Waste Management (NYSE: WM) just received a big endorsement from HSBC Securities, upgrading the stock from Hold to Buy and raising their price target to $265. This shift isn’t just about WM being a defensive play — it’s about the company proving it can thrive even in challenging conditions.

HSBC pointed out that WM has shown impressive pricing power, passing higher costs onto customers without hurting volumes. This ability highlights their market dominance and operational strength, which are increasingly important as economic uncertainty lingers. WM’s recent earnings also beat expectations, with stronger revenue growth and margin expansion, showing that management’s strategy to control costs and enhance their recycling operations is paying off.

On top of these performance drivers, Waste Management’s guidance suggests continued momentum. Strong demand in their core solid waste business and disciplined cost initiatives position the company to outperform peers well into the next year.
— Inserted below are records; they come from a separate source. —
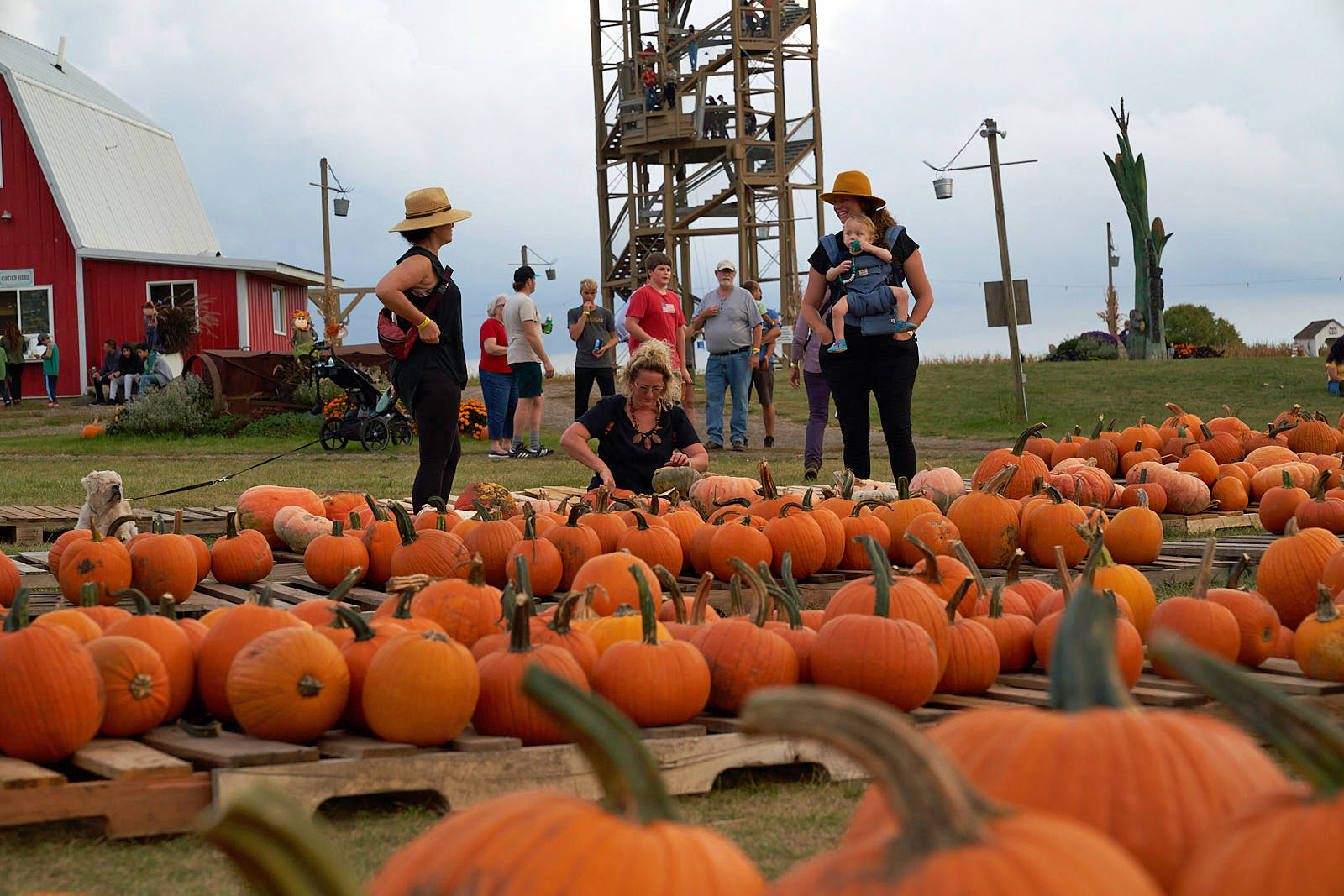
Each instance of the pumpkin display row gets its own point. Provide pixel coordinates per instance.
(1018, 801)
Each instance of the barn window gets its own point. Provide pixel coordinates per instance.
(29, 308)
(277, 311)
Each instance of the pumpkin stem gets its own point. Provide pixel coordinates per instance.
(1234, 577)
(18, 617)
(356, 622)
(276, 846)
(702, 598)
(937, 808)
(1206, 571)
(969, 562)
(932, 571)
(674, 590)
(880, 575)
(648, 616)
(1030, 432)
(954, 600)
(519, 634)
(1310, 741)
(138, 597)
(1084, 669)
(611, 743)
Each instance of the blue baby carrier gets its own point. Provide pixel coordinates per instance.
(870, 300)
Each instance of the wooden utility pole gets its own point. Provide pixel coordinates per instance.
(992, 132)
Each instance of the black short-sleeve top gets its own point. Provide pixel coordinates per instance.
(631, 463)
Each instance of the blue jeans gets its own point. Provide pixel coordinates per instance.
(501, 391)
(721, 374)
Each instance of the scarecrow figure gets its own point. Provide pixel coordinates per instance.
(302, 338)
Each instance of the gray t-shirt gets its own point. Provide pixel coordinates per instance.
(730, 329)
(600, 324)
(517, 309)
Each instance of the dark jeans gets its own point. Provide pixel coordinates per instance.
(15, 372)
(437, 403)
(886, 369)
(819, 414)
(584, 378)
(501, 392)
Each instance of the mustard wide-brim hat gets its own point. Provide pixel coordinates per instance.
(853, 183)
(429, 208)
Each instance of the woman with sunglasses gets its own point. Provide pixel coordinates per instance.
(640, 427)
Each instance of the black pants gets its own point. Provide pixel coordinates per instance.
(15, 372)
(886, 369)
(584, 378)
(437, 403)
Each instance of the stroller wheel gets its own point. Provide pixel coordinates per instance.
(333, 434)
(373, 434)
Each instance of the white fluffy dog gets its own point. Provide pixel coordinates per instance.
(105, 503)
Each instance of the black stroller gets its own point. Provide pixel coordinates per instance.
(373, 417)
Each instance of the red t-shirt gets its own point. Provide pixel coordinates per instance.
(494, 363)
(659, 315)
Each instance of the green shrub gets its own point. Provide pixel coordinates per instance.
(181, 409)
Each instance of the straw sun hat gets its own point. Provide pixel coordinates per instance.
(429, 208)
(850, 183)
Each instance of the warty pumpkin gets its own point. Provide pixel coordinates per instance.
(952, 839)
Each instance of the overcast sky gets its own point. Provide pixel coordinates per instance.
(1234, 105)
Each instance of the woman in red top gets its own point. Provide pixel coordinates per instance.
(497, 383)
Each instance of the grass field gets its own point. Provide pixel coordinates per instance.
(777, 817)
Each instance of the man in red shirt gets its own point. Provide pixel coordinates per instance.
(655, 312)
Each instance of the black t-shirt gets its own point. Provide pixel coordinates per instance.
(632, 465)
(448, 355)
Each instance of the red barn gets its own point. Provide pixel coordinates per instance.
(97, 215)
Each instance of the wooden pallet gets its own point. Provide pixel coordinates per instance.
(134, 789)
(487, 768)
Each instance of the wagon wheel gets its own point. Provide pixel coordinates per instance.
(402, 432)
(373, 434)
(333, 434)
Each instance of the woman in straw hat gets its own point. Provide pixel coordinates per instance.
(884, 364)
(430, 380)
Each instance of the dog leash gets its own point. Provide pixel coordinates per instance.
(225, 479)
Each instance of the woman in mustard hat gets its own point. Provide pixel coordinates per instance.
(879, 360)
(421, 295)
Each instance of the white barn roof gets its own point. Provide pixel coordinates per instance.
(118, 177)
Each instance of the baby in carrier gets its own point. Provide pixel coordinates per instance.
(864, 280)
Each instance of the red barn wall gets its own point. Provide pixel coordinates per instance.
(116, 291)
(35, 237)
(260, 318)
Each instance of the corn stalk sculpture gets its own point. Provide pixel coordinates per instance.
(1147, 338)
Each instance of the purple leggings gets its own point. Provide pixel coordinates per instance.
(819, 414)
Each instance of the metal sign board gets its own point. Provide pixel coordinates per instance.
(996, 311)
(15, 278)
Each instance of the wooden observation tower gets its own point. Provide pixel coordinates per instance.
(671, 167)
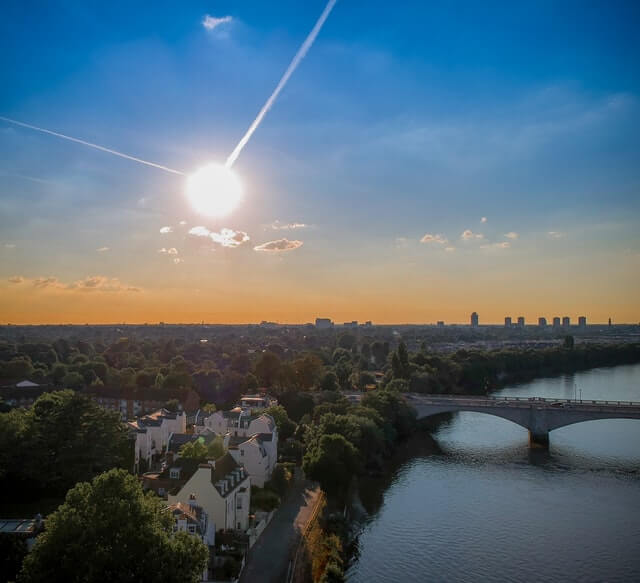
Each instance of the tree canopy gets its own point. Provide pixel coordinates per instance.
(109, 530)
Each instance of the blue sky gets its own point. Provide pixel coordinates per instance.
(402, 121)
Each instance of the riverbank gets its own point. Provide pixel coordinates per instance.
(446, 506)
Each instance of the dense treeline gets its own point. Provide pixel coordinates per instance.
(220, 371)
(63, 439)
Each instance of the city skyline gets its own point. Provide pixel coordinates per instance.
(485, 164)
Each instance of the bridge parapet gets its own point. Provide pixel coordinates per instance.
(538, 415)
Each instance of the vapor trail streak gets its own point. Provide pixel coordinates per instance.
(302, 51)
(95, 146)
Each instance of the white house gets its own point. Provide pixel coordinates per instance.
(222, 488)
(256, 454)
(152, 433)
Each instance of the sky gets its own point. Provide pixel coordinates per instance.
(424, 161)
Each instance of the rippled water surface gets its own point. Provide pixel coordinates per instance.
(486, 508)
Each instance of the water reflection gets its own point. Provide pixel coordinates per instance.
(475, 503)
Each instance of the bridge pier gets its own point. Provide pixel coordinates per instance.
(539, 439)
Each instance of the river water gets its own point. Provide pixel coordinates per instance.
(477, 504)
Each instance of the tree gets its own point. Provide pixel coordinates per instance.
(268, 368)
(109, 530)
(332, 461)
(285, 426)
(329, 382)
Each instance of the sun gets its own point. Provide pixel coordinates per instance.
(214, 190)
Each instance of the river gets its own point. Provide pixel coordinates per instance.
(476, 504)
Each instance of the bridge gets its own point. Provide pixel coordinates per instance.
(539, 416)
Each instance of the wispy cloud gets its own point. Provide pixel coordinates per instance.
(170, 251)
(279, 226)
(278, 246)
(92, 283)
(468, 234)
(501, 245)
(225, 237)
(429, 238)
(211, 22)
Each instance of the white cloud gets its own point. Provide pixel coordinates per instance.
(199, 231)
(429, 238)
(92, 283)
(468, 234)
(278, 246)
(226, 237)
(279, 226)
(229, 237)
(211, 22)
(501, 245)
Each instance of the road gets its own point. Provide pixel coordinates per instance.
(268, 560)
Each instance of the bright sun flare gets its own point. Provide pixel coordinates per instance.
(214, 190)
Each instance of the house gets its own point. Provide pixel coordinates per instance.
(257, 454)
(151, 434)
(255, 402)
(171, 479)
(222, 488)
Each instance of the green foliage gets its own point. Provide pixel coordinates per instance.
(285, 426)
(64, 438)
(332, 461)
(108, 530)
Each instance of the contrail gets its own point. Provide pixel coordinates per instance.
(96, 146)
(302, 51)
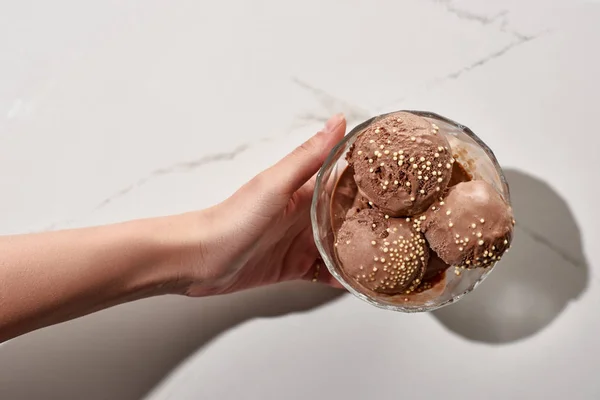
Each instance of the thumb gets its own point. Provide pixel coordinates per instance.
(294, 170)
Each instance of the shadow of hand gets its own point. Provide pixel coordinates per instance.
(123, 352)
(544, 270)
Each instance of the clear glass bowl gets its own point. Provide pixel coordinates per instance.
(474, 156)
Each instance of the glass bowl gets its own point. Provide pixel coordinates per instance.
(472, 154)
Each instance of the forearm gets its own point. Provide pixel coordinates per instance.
(52, 277)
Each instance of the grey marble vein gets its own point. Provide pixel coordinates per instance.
(330, 105)
(463, 70)
(488, 58)
(502, 18)
(180, 167)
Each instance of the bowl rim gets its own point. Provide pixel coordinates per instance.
(318, 187)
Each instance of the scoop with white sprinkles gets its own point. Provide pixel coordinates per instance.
(383, 254)
(407, 150)
(471, 227)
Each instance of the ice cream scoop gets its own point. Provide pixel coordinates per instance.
(471, 227)
(402, 164)
(383, 254)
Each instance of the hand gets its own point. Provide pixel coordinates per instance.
(262, 234)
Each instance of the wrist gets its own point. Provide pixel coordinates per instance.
(185, 248)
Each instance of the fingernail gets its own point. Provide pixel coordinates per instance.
(333, 123)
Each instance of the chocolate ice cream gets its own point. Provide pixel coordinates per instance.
(471, 227)
(401, 164)
(385, 255)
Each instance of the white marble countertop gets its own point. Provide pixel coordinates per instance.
(117, 110)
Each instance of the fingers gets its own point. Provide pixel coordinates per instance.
(289, 174)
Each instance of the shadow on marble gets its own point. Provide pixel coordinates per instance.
(544, 271)
(124, 352)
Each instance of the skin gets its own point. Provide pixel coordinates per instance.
(261, 235)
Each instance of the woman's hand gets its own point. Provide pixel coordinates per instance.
(258, 236)
(262, 234)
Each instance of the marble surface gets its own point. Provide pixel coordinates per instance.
(115, 110)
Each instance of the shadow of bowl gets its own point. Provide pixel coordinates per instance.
(544, 270)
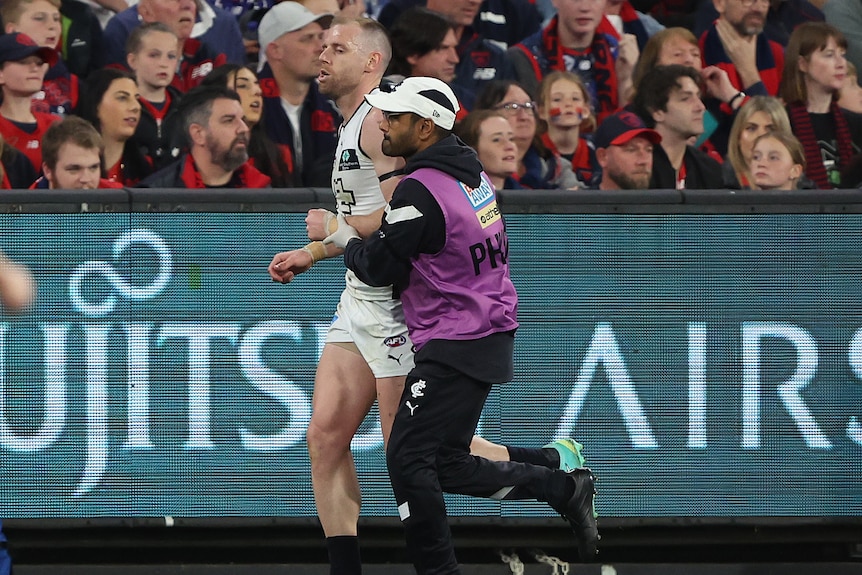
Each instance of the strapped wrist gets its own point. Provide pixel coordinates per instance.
(316, 250)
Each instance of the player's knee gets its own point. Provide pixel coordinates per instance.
(323, 440)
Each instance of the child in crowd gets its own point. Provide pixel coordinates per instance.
(16, 171)
(758, 116)
(565, 107)
(152, 55)
(814, 70)
(23, 64)
(777, 161)
(41, 21)
(110, 102)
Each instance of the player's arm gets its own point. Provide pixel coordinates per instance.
(285, 266)
(413, 225)
(319, 223)
(388, 168)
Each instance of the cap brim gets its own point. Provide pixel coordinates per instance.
(48, 55)
(387, 102)
(651, 135)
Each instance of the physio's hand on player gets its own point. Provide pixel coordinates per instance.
(342, 235)
(319, 223)
(287, 265)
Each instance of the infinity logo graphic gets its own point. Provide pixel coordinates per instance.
(118, 283)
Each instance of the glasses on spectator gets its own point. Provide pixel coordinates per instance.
(512, 108)
(387, 85)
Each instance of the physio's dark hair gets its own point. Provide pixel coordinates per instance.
(69, 130)
(93, 90)
(655, 88)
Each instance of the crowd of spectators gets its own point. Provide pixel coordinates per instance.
(554, 94)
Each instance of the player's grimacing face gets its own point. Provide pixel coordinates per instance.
(342, 60)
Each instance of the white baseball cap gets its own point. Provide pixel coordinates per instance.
(426, 97)
(286, 17)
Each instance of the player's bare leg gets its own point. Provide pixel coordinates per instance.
(344, 391)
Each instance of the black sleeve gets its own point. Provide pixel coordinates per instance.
(413, 224)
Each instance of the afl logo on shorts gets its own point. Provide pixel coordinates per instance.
(396, 341)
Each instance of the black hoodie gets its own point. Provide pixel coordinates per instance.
(413, 225)
(420, 227)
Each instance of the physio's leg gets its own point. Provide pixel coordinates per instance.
(389, 390)
(344, 391)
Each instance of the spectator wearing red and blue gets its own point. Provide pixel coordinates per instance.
(571, 41)
(297, 114)
(23, 64)
(736, 43)
(622, 18)
(16, 172)
(197, 58)
(782, 18)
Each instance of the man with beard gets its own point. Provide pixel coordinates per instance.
(368, 351)
(217, 138)
(737, 44)
(668, 100)
(624, 149)
(298, 115)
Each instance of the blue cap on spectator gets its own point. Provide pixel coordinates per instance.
(16, 46)
(618, 129)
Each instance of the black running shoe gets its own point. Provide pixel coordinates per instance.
(579, 512)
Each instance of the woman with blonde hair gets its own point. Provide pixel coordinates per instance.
(490, 134)
(758, 116)
(16, 171)
(814, 70)
(777, 162)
📈 Dividend Fundamentals: A Quiet Powerhouse

➔ Current dividend yield is around 1.5%, offering steady, reliable income.
➔ Waste Management has increased its dividend for 20 consecutive years, reflecting deep financial strength.
➔ The payout ratio remains comfortably under 60%, leaving room for continued dividend growth.
➔ WM’s cash flow generation supports future hikes without straining the balance sheet, making it a strong pick for income-focused investors.